Bir de dipnot, buranın isim mevzusu biraz karışık. 49 Pizza, Pizza 49, Çukurcuma 49, Cafe 49 gibi isimler ile de duyabilirsiniz.





This place is a prime example of why we ALL love Taksim/Beyoglu neighborhood. Drifting into one of the narrow streets from “Istiklal caddesi”, there is always a possibility of finding a hidden gem, and ours was called Pizza 49.

Because of the name, you can think this place as a pizzeria, but the menu is rich and not dominated by pizza types. In fact, we had our breakfast here, on a lovely autumn morning. Also spacious and bohemian design of the café completed this scene perfectly.

Our group ordered, “Bozcaada” breakfast which is intended for two people and fried eggs with faggot.

Bozcaada is an island near Istanbul, protected from dirty city life and unviolated by excess population. As you can imply, weather is fresh there and goods are delicious. I want to open a parenthesis here and recommend you wine & cheese trip to Bozcaada.
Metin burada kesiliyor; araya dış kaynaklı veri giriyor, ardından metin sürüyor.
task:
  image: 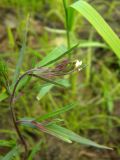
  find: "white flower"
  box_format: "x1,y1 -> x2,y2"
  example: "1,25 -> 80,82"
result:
75,60 -> 82,71
75,60 -> 82,67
A perfect scene, warmth of your lover and gourmet food, it will be simply unforgettable.

Returning to our breakfast plate, it consists of boiled eggs with cumin, black and green olives, croissant, cheese, tomatoes, cucumbers and two types of jam. There is also double cream and tomato paste to soften your croissant. Although the plate looks compact and minimal, the ingredients come fresh from Bozcaada so they were REALLY good. Especially the grape jam was marvelous and we still crave for it. Eggs with cumin also were an interesting taste and they told us that cumin prevents gaseous nature of egg :).

When our second order came, it was a bit of surprise. Fried eggs with faggot served like a pizza! Base of the dish was classic pizza dough with cheese and two eggs yolks were cracked on it which were companioned by a LOT of worst. It was a great idea indeed and it was delicious! Definitely recommended.

Finally, our latest bomb or you can say “The Prestige”: Nutellasimo. It’s a calzone (closed pizza) made from mascarpone cheese and Nutella. Its safe to say that the pizza meets the great expectations arises from the name of it. Let the pictures speak, ten points from us.

To summarize, breakfast is good here and definitely recommended. You can also try classic Italian cuisine accompanied by wine at the evenings. Apart from that, service was a little bit slow and prices are moderate. Approximately 20 TL per person without an alcoholic beverage.

Last remark, coffees are imported from famous chain, Julius Meinl of Vienna. So before you leave don’t forget to have an espresso shot for the rest of the day :).